State v. Ervin Thomas, 2013 WI App 78; case activity
The trial court properly calculated the 180-day speedy trial time limit from the prosecutor’s actual receipt of Thomas’s demand for disposition, and not from the receipt of the demand three days earlier by the county courthouse’s “Information Management Services Distribution” [sic] office. Under § 976.05(3)(a) and State v. Whittemore, 166 Wis. 2d 127, 479 N.W.2d 566 (Ct. App. 1991), Thomas must establish the speedy trial demand was delivered to the prosecutor, but he presented no evidence that Information Management was the prosecuting officer or an agent for the prosecuting officer in this case. Thus, receipt by Information Management did not constitute delivery to the prosecutor. (¶¶14-18).
The court also rejects Thomas’s claim that the three-day delay was not his fault because he did all he could to get his request to the district attorney in a timely fashion, so interpreting the IAD to require actual receipt by the prosecutor is unfair. Applying Fex v. Michigan, 507 U.S. 43, 50-51 (1993), which rejected an “absence of fault” argument, the court concludes:
¶20 …. The purpose of the IAD is to prompt prosecutors to bring defendants to trial, which a prosecutor cannot do until he or she actually receives notice of the speedy trial request. The warden’s receipt of the request, or Information Management’s receipt of the request, does not give the prosecutor that notice. And even if the delay here was not Thomas’s fault, Thomas offers no evidence that it was the State’s fault either. … Construing the statute to require actual receipt by the prosecutor, even in the case of no fault on the prisoner’s part in mailing the request, is consistent with the statute’s clear legislative intent as interpreted by the United States Supreme Court in Fex.
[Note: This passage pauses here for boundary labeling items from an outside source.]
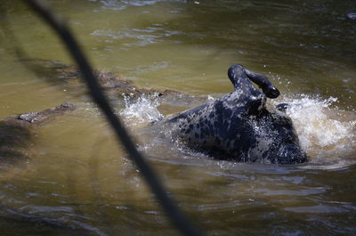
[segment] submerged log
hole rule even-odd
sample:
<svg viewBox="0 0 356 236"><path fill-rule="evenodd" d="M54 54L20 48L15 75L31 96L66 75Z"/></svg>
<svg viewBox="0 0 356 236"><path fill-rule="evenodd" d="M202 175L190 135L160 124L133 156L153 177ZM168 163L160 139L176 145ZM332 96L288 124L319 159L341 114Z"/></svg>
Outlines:
<svg viewBox="0 0 356 236"><path fill-rule="evenodd" d="M28 153L28 146L36 135L33 132L35 127L41 126L75 109L75 105L67 102L54 108L12 116L1 120L0 170L29 159L31 155Z"/></svg>

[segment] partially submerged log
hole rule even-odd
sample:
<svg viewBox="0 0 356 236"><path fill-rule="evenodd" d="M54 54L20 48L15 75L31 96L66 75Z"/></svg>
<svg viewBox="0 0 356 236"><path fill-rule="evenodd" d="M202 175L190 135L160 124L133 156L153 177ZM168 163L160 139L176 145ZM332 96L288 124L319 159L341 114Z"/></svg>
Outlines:
<svg viewBox="0 0 356 236"><path fill-rule="evenodd" d="M63 103L40 111L23 113L0 121L0 170L29 159L28 145L35 136L33 129L54 118L72 111L76 106Z"/></svg>

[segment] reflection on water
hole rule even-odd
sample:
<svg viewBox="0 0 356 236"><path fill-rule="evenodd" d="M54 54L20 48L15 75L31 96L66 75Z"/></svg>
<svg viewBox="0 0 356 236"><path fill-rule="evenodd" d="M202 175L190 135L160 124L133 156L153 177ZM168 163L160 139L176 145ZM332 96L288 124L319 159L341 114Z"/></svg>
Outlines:
<svg viewBox="0 0 356 236"><path fill-rule="evenodd" d="M50 3L69 19L95 67L195 95L184 104L110 99L169 191L209 234L354 234L354 1ZM31 57L71 63L28 9L3 5L8 20L0 27L7 20ZM175 235L83 90L28 73L12 46L2 38L1 118L68 101L78 109L33 130L27 163L0 173L2 234ZM226 70L233 63L271 78L283 95L271 103L295 104L287 112L309 163L217 161L147 127L231 92Z"/></svg>

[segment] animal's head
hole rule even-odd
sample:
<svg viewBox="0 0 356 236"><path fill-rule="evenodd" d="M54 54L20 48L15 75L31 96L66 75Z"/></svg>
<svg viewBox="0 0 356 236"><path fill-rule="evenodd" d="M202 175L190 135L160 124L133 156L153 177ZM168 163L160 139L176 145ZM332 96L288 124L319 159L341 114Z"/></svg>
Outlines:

Finally, the court concludes the doctrine of substantial compliance does not help Thomas. That doctrine applies only when a defendant fails to meet the technical requirements of the IAD due to intentional or negligent sabotage by government officials, State v. Blackburn, 214 Wis. 2d 372, 381-82, 571 N.W.2d 695 (Ct. App. 1997), and he fails to make that showing:
¶24 Thomas’s claim of poor mail management by the district attorney’s office falls far short of even alleging, much less proving, intentional or negligent sabotage of his speedy trial request. He offers no evidence whatsoever of how the district attorney’s office receives mail. For example, we cannot determine from Thomas’s appellate submissions whether the district attorney’s office’s mail is supposed to go to Information Management first, as it did here, or whether this was some misdirection of mail. Nor could we glean from Thomas’s submissions who would be at fault for such misdirection. Thomas simply asserts, without any evidentiary support, that the district attorney uses the Information Management office as its agent. We will not consider totally unsupported allegations, especially where, as here, Thomas did not object to the State’s contention that the Information Management employee who signed for the mail on March 15, 2010, was not an employee of the district attorney’s office. See State v. Bean, 2011 WI App 129, ¶24 n.5, 337 Wis. 2d 406, 804 N.W.2d 696 (unrefuted facts are deemed admitted).
Two appellate practice notes. First, besides criticizing Thomas’s lack of evidence for his arguments, as noted above, the court takes appellate counsel to task for not wholly complying with the rules about citations to the record. (Page 2, footnote 3.) Among other things, “[m]any of the facts Thomas sets forth are supported only by citations to his appendix, rather than to the record, and the appendix does not tell us where many of those documents are located in the record.” The court cautions counsel “to be more careful in his future appellate submissions.” Second, Thomas pleaded to the charges on the day before the 180-day period expired. As the court notes, that might have waived the IAD claims, but the court exercises its discretion not to decide this case based upon waiver. (¶13).